And then I said "flip over. I want to show you something i learned in Afghanistan."
New drinking game: drink every time the guy whose room we are in is creepy
enjoy the hospital
worst experience of my life. her nipples were sick. kinda like a venn diagram
I am officially superior to you. I said "Go Go Gadget Dick" before I fucked her. I dare you to beat that.
Restaurants Roasting People Who Gave Them Negative Yelp Reviews (25 Pics)
we were all standing in the kitchen taking shots and we look over at you and your face is in the plate of spaghetti you were eating.
I've had cake for breakfast the past 3 days. You tell me how bikini season is going.
and she was grinding on the wall, purring at guys she liked at the pregame...

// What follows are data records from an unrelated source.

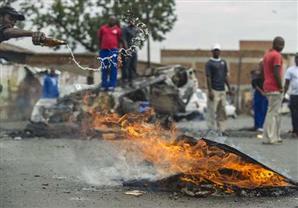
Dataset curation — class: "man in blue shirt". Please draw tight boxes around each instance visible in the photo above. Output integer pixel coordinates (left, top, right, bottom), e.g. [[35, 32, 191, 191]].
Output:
[[31, 68, 59, 123], [205, 44, 230, 135]]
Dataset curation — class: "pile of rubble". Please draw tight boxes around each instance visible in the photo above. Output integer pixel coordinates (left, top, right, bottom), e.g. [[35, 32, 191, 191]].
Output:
[[15, 65, 202, 138]]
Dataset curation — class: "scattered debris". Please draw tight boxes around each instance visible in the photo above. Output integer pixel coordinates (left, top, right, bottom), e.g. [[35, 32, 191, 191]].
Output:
[[124, 190, 146, 196]]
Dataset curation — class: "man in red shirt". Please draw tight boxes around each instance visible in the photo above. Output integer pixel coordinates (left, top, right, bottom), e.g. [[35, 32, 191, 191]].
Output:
[[263, 37, 285, 144], [97, 16, 122, 91]]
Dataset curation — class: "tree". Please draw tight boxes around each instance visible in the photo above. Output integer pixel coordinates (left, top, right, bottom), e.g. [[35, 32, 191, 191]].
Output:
[[0, 0, 17, 7], [113, 0, 177, 67], [18, 0, 176, 52]]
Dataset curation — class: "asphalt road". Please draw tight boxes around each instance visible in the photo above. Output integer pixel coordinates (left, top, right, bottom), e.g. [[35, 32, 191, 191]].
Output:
[[0, 118, 298, 208]]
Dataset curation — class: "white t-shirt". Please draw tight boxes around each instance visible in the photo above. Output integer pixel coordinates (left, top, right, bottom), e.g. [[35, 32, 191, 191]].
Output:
[[285, 66, 298, 95]]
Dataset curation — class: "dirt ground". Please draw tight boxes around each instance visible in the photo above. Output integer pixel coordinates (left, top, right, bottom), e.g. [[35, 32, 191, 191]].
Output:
[[0, 117, 298, 208]]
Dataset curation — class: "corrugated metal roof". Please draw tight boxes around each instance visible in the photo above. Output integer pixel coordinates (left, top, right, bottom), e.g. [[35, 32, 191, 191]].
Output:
[[0, 43, 34, 54]]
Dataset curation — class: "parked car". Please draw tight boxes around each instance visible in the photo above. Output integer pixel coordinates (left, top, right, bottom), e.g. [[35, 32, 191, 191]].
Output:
[[185, 89, 237, 118]]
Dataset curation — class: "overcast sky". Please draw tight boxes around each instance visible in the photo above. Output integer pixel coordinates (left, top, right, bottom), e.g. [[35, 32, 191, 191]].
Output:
[[11, 0, 298, 62]]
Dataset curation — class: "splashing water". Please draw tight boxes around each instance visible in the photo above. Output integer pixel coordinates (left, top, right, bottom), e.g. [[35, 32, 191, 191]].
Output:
[[66, 11, 149, 71]]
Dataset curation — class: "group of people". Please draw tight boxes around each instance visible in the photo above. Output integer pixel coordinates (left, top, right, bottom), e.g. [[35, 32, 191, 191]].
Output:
[[205, 37, 298, 144], [97, 16, 137, 91], [0, 6, 298, 138]]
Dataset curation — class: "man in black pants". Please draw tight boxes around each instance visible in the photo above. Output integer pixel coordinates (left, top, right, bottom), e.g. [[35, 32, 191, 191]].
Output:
[[122, 22, 138, 87], [284, 53, 298, 137]]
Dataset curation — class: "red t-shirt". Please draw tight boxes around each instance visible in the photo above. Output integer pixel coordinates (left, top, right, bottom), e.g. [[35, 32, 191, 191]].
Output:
[[97, 25, 122, 49], [263, 49, 282, 92]]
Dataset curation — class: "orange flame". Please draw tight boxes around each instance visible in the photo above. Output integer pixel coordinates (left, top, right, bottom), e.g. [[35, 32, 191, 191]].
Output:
[[85, 97, 291, 189]]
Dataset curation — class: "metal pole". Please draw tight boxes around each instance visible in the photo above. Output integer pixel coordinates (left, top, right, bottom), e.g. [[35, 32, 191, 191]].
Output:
[[146, 9, 151, 68]]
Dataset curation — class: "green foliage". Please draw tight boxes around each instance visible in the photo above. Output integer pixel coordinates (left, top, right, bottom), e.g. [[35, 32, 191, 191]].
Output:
[[18, 0, 176, 52], [0, 0, 17, 7], [113, 0, 177, 41]]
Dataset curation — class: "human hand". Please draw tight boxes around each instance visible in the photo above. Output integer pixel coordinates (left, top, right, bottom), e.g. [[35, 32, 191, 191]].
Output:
[[227, 90, 233, 96], [32, 32, 46, 45]]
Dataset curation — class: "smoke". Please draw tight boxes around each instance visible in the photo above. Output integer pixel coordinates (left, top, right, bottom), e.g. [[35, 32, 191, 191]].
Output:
[[75, 141, 168, 186]]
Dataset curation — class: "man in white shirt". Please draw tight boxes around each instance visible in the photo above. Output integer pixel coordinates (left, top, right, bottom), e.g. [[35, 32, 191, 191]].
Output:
[[284, 53, 298, 137]]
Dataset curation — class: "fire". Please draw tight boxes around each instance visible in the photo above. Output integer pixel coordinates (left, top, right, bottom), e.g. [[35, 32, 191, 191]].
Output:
[[84, 96, 291, 190]]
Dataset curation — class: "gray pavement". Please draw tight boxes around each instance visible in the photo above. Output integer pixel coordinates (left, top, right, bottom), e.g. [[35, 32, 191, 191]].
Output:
[[0, 117, 298, 208]]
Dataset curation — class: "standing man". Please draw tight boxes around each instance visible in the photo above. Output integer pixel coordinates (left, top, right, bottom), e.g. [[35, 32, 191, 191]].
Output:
[[97, 16, 122, 91], [122, 21, 138, 87], [0, 6, 46, 45], [251, 60, 268, 132], [205, 44, 230, 135], [31, 68, 60, 123], [284, 53, 298, 137], [263, 37, 285, 144]]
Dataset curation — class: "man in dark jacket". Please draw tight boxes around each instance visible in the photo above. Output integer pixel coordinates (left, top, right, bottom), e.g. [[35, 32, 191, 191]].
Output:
[[0, 6, 46, 45]]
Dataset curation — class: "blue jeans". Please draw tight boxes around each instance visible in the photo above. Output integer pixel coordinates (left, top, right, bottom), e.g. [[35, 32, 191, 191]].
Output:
[[99, 48, 118, 89], [253, 90, 268, 129], [290, 95, 298, 134]]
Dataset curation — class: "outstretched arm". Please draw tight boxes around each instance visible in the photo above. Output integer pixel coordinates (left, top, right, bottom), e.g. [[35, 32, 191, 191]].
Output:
[[3, 28, 46, 45]]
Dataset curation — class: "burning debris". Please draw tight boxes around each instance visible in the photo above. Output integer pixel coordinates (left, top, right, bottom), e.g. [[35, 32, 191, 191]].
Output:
[[9, 64, 298, 197], [73, 110, 298, 197], [12, 66, 201, 138]]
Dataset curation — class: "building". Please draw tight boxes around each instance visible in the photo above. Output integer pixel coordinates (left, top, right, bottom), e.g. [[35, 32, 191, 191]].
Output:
[[161, 40, 294, 112]]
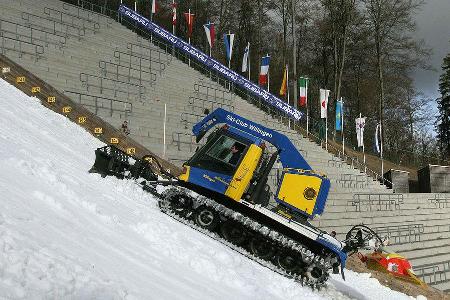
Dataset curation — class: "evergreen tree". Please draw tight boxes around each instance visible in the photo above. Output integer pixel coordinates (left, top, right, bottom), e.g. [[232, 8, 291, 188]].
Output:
[[437, 54, 450, 158]]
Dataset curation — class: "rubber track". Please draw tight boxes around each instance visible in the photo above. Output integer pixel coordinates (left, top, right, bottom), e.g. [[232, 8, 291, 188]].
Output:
[[155, 187, 331, 289]]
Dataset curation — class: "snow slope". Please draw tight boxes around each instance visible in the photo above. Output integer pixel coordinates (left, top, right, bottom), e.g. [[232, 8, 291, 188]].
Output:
[[0, 80, 418, 300]]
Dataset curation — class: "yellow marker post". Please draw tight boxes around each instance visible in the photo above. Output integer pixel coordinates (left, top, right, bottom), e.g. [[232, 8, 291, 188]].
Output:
[[31, 86, 41, 94], [78, 116, 87, 124]]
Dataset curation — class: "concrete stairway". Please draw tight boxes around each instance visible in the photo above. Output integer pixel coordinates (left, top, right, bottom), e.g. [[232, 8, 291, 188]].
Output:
[[0, 0, 450, 290]]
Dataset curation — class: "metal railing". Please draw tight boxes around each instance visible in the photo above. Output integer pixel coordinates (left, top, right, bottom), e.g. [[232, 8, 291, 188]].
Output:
[[336, 173, 369, 188], [63, 2, 113, 27], [64, 90, 133, 117], [114, 50, 166, 74], [172, 132, 204, 152], [350, 193, 404, 212], [0, 19, 67, 49], [373, 224, 425, 245], [80, 73, 146, 99], [127, 43, 173, 64], [414, 261, 450, 285], [44, 7, 100, 33], [428, 194, 450, 208], [0, 31, 44, 61], [22, 12, 85, 40], [98, 60, 156, 86]]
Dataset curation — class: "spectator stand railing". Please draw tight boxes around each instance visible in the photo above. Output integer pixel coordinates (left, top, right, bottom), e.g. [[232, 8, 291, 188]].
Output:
[[22, 12, 86, 40], [428, 194, 450, 208], [44, 7, 100, 34], [98, 60, 156, 86], [80, 73, 146, 100], [114, 50, 166, 75], [0, 18, 66, 49], [64, 90, 133, 117], [0, 31, 44, 61], [349, 193, 404, 212]]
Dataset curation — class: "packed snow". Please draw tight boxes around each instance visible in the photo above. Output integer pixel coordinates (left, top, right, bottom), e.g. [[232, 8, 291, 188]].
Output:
[[0, 80, 422, 300]]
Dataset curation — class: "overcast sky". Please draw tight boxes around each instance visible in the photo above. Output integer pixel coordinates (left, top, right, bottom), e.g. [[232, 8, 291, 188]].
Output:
[[413, 0, 450, 98]]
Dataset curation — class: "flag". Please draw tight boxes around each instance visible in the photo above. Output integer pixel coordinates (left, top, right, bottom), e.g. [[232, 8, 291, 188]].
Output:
[[298, 77, 308, 106], [320, 89, 330, 119], [152, 0, 156, 14], [223, 33, 234, 62], [336, 98, 344, 131], [172, 1, 177, 25], [259, 55, 270, 85], [203, 22, 216, 48], [374, 123, 381, 154], [242, 43, 250, 72], [184, 10, 194, 37], [280, 65, 288, 96], [355, 117, 366, 147]]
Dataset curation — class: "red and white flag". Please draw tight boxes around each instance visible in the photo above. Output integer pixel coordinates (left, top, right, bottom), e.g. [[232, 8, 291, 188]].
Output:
[[184, 10, 194, 37], [298, 77, 308, 106], [259, 55, 270, 85], [203, 23, 216, 48], [172, 1, 177, 25], [320, 89, 330, 119]]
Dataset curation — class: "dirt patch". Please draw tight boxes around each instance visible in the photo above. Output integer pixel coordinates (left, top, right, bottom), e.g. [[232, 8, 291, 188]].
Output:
[[346, 254, 450, 300]]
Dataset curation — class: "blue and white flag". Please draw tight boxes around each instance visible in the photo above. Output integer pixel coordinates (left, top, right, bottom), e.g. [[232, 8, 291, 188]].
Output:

It turns out tequila bombs is really code for straight shots of tequila…who would have guessed?
He woke me up for a 10am bootycall. he was already drunk when he got here and when we were fucking, bagpipes started playing amazing grace outside of my window!! I love Boston on st. Patties day!!
Woman Posts Harassing DMs From Creep Online, Now He’s Upset Because People Told His Mom
One of the guys I danced with wanted to give me his number so I convinced him I had a photographic memory and that I would remember it.
you said you didn't want to carry the pizza box so just folded up the pizza and put it in your pocket
Remember that whole "don't let me drink" thing? We should really start sticking to that.
I have a vagina. So i automatically win.
I just had all of the sex. All of it.
I put the child locks on after I put you in the car and you then screamed, "I am a Phoenix, you can't restrain me. I NEED TO FLY!"